Friday, February 28, 2014

Research Ideas - 3 /

Firm Complexity and Post-Earnings Announcement Drift

This paper has been written with Alexander Barinov and Shawn Saeyeul Park. The paper shows that the post-earnings-announcement drift (PEAD) is stronger for conglomerates, despite conglomerates being larger, more liquid, and more actively researched by investors. We attribute this finding to slower information processing about complex firms and show that the post-earnings-announcement drift is positively related to measures of conglomerate complexity. We also find that the post-earnings-announcement drift is stronger for new conglomerates than it is for existing conglomerates and that investors are most confused about complicated firms that expand from within rather than firms that diversify into new business segments via mergers and acquisitions.

In this paper we build on the "Complicated Firms" paper written by Cohen and Lou (2012). Cohen and Lou (2012) show that industry-wide news take a lot longer to get incorporated into the prices of conglomerates than for single-segment firms.
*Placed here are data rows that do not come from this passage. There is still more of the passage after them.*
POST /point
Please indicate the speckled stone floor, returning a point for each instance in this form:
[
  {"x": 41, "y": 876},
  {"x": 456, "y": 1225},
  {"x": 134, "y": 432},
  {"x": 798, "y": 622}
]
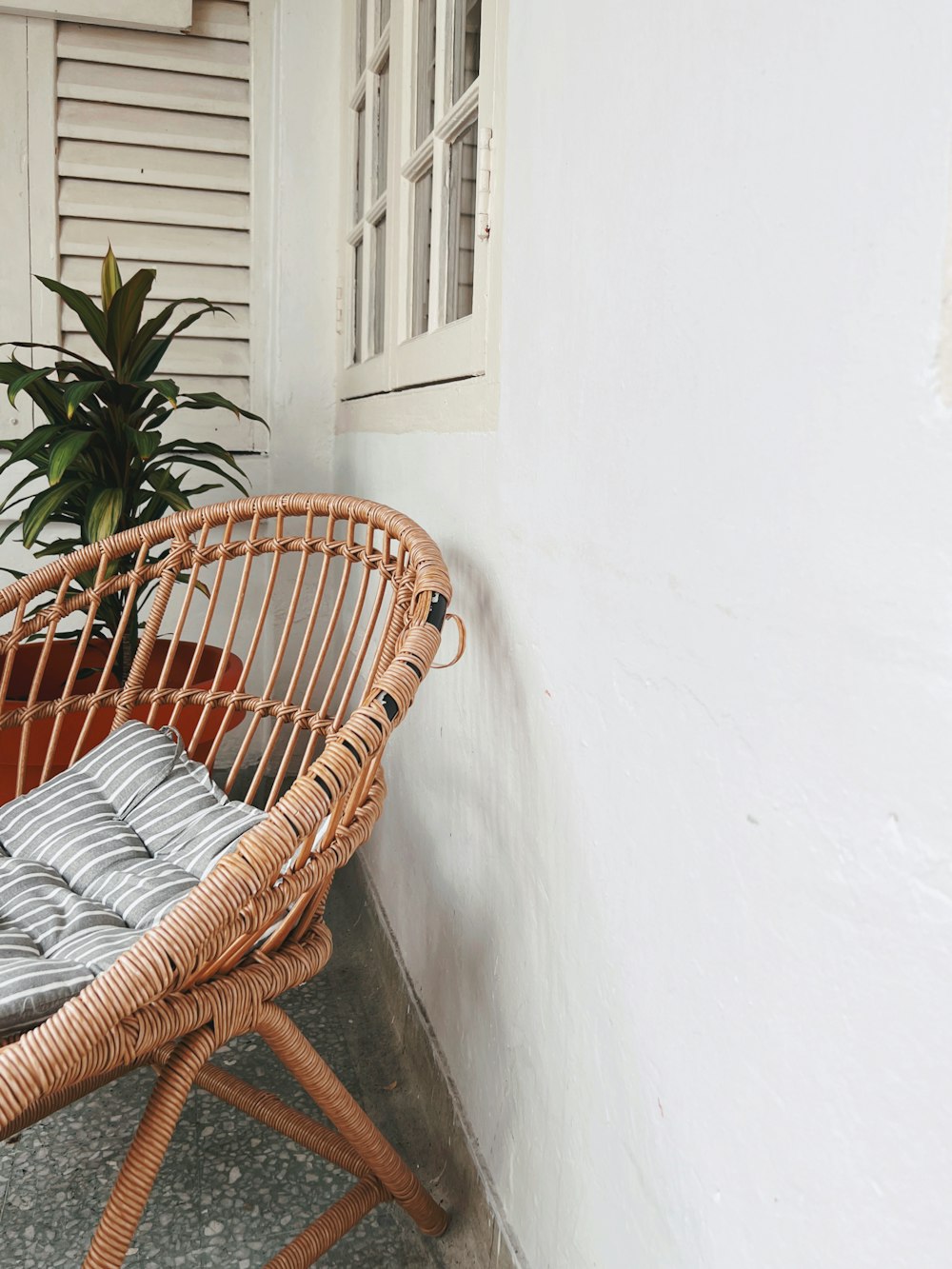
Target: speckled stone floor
[{"x": 230, "y": 1193}]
In this paper we show that earnings-related information is another type of information investors in conglomerates have trouble digesting. 

While doing so we reach three main conclusions: First, the stronger PEAD for complex firms is independent from the return predictability documented by Cohen and Lou (2012) and thus represents a separate case of the impact of firm complexity on stock prices. Second, roughly a quarter of the relation between PEAD and complexity can be attributed to the fact that a unit of SUE has more information for complex firms than for simple firms and another quarter of the relation can be attributed to the relatively low analyst coverage of complex firms after one controls for size. Third, even after controlling for these alternative explanations,complexity per se plays an important role as a limits to arbitrage variable.

While writing this paper perhaps what I was the most surprised about was discovering that single-segment firms receive a lot more analyst coverage than multi-segment firms once one controls for size. This is true whether one uses the number of analysts or the percentage of industry experts as his/her measure of analyst coverage. We plan to expand on this finding further in future papers.